私達、犬猿の仲ですよね? 原作知識なしの悪役令嬢が許嫁解消したら、執着ツンデレ系の第二王子から求婚されました!
「悩む必要があるとは思えんのだがな。夜だけではなく、昼間も行動をともにするか?」
「それなら、別の人に……」
「王族の俺以外に、適任など存在しない」
「ほら。立場的には皇太子のほうが、上だし……?」
「貴様はいつも、あの男のことばかりだな。
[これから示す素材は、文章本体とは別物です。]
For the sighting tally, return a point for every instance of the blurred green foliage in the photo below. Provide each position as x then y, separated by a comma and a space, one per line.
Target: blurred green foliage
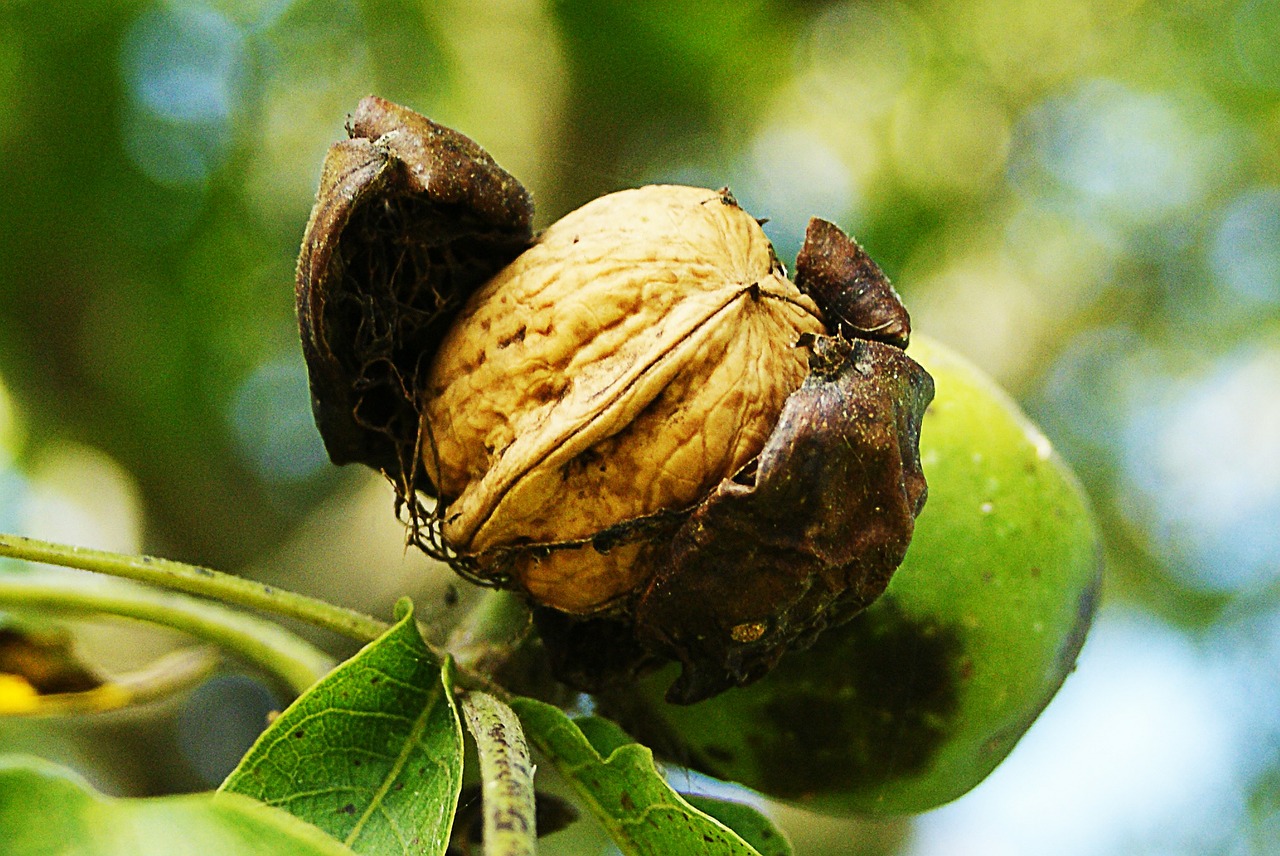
1084, 197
目の前にいるのは、俺だと言うのに……」

 アルベールの名前を出したら彼が怒り狂うのは、学習済みだ。
 だからあえて、役職名で濁したのだがーーレオドールにとっては、なんの意味もなさなかったようだ。
 こいつは顔を指差すと、私を見下した。

「この顔のせいか」
「ちょっと。何怒ってんの?」
「俺だって選べるのであれば。あんな奴と双子として、生まれたくもなかった」
「レオドールさーん? 落ち着いてくださーい?」
「誰のせいだと思っている」
「あー。私のせい?」

 茶化して返事が聞こえてくるあたり、まだ冷静な様子ではあるけど……。
 次に地雷を踏んだら、大爆発が起きるのは間違いない。
 ここは素直に非を認めるべきだと考え、首を傾げれば。
 レオドールは再び、私に迫った。